After John passed away in 2007, Dorothy closed the store because she couldn’t run the camp and the store on her own.
She continues to operate the campground with the help of friends who she lovingly calls “my boys.”
“They go to church with me,” she said. “They said as long as I could get to camp, they could get to camp. I call them my boys, but they’re retired. They are in their sixties and seventies.
“I told them they don’t have anything to do, but fight with their wives, so they could help me,” she added, laughing.
“They’re a lot of beautiful men here, because all I have to do is pick up the phone and they’re at my door.”
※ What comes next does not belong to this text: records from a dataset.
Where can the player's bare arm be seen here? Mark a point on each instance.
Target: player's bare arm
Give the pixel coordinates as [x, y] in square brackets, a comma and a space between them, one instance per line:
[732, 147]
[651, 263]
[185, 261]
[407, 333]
The soon to be 95-year-old continues to care for her campground and lives close by in the home and on the farm where her mother was raised.
“She was born on this land in 1900, and she passed away at the age of ninety-five,” Dorothy said.
Dorothy’s sister, Joyce, lived with their mother and passed away three years after her. Then Gladys moved into the house and after she passed away, Dorothy moved in.
“It’s always been mother’s house,” she said. “I’m happy they saved the farm. I guess it will always be mother’s house. Everybody calls it mother’s house because that’s what I call it.”
In the nearly 50 years of operating Paradise Campground, Dorothy has seen a lot of people come and go, and has welcomed generation after generation of the same families back each spring.
“I have campers here now that we’ve had since we opened,” she said. “I have children now of couples that came when we first opened, and I have grandchildren that are here now from the young couples when we first opened.
“My campers said I chose the right name,” she added. “It really is paradise.”